OutOfMemory...but can't be

JVM-1.3.0.01
HP-UX B.11.11

running on a UNIX box with 1.34gb VM,

server.sh set for:

JAVA_MIN_MEM=1024M
JAVA_MAX_MEM=1792M
JAVA_MEMSET="-Xms${JAVA_MIN_MEM} -Xmx${JAVA_MAX_MEM}"

users are mapping flat files to IDOCs going into SAP. flat file is only 1.7MB yet server crashes (with core dump) when trying to process. getting “OutOfMemory” error even with 3.0gb physical mem on the box. webMethods I.S. is the only app on the box.

any ideas? this one seems to be stumping the WM tech support.

thanks
w

What does the server statistics screen say?
Look to see if the used memory is really displayed as JAVA_MAX_MEM, if not then the jvm setting isn’t working.

If it is, then lets figure out what is using the RAM.

How many concurrent users? See peak total sessions on Server > Statistics page.

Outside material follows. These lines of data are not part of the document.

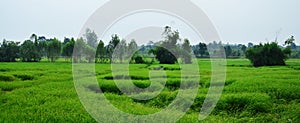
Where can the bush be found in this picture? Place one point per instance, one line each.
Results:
(6, 78)
(139, 60)
(268, 54)
(24, 77)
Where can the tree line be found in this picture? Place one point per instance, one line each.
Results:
(170, 50)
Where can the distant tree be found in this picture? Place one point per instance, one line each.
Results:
(244, 48)
(36, 50)
(228, 50)
(186, 52)
(121, 50)
(132, 48)
(139, 59)
(42, 47)
(54, 49)
(250, 45)
(91, 38)
(269, 54)
(289, 41)
(67, 50)
(168, 52)
(66, 40)
(78, 51)
(115, 40)
(101, 52)
(9, 51)
(89, 53)
(202, 49)
(26, 52)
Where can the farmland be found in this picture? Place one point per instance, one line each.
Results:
(44, 92)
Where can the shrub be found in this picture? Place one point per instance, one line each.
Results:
(6, 78)
(139, 60)
(24, 77)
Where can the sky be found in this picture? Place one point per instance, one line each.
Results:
(237, 21)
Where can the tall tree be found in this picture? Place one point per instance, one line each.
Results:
(26, 52)
(228, 50)
(168, 52)
(89, 53)
(186, 52)
(67, 51)
(78, 50)
(91, 38)
(115, 40)
(53, 49)
(202, 49)
(132, 48)
(9, 51)
(289, 41)
(101, 52)
(269, 54)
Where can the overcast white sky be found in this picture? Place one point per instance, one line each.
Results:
(238, 21)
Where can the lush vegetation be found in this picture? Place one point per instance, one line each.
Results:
(44, 92)
(267, 55)
(170, 50)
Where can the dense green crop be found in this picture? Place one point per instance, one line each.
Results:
(44, 92)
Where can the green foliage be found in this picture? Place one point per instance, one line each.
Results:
(53, 49)
(267, 55)
(228, 51)
(29, 51)
(265, 94)
(101, 52)
(67, 50)
(168, 52)
(9, 51)
(91, 38)
(6, 78)
(186, 52)
(139, 59)
(115, 40)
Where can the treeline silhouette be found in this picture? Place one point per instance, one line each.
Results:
(168, 51)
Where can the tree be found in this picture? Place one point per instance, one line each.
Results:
(67, 50)
(115, 40)
(78, 50)
(91, 38)
(101, 52)
(289, 41)
(244, 48)
(9, 51)
(268, 54)
(202, 49)
(53, 49)
(228, 50)
(132, 48)
(26, 52)
(168, 52)
(89, 53)
(186, 52)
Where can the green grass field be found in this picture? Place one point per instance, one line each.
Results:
(44, 92)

Do you have verbose audit logging on for any service? If so, it doubles the memory use per user because the pipeline has to be deep clones and sent to the async audit logging service.

Can one user process one file at a time? If so, how much memory is used? Look at the Server > Service Usage screen to get a feel for the services that are executed and how often.

Do you have anything HP specific in this application? i.e. calling out to native libraries.

Has webMethods support been able to reproduce the problem? If not and nothing jumps out of your answers to these questions, it may be worth sending your package in to support for a recreate.

Was there ever any ‘resolution’ to this issue?

In the service that you wrote, do you have any loops? Rob Eamon had another thread that covers loops in total.

Here’s something that should work that I have used. WM support suggested bumping up the garbage collection in the server.cfg file.

There should be a setting as follows:

watt.server.cache.gc=60

I suggest changing to read:

watt.server.cache.gc=10

This sets garbage collection to every ten minutes. However, this service sends a prompt to the JVM to clean up, but doesn’t necessarily activate garbage collection. (we determined this using a rational purify monitoring OS level activity and JVM level activity.)

If that fails, then create a java service and add this line:

System.gc();

and then run it as a service. It totally cleans out all of the dead threads and unused objects. But, if you are processing something on a light machine (i.e., no power, no memory) it will hamper performance.

Also, I’m not sure which JVM you are running. They all act a little different. I’ve had the best luck with SUN since you run green threads natively.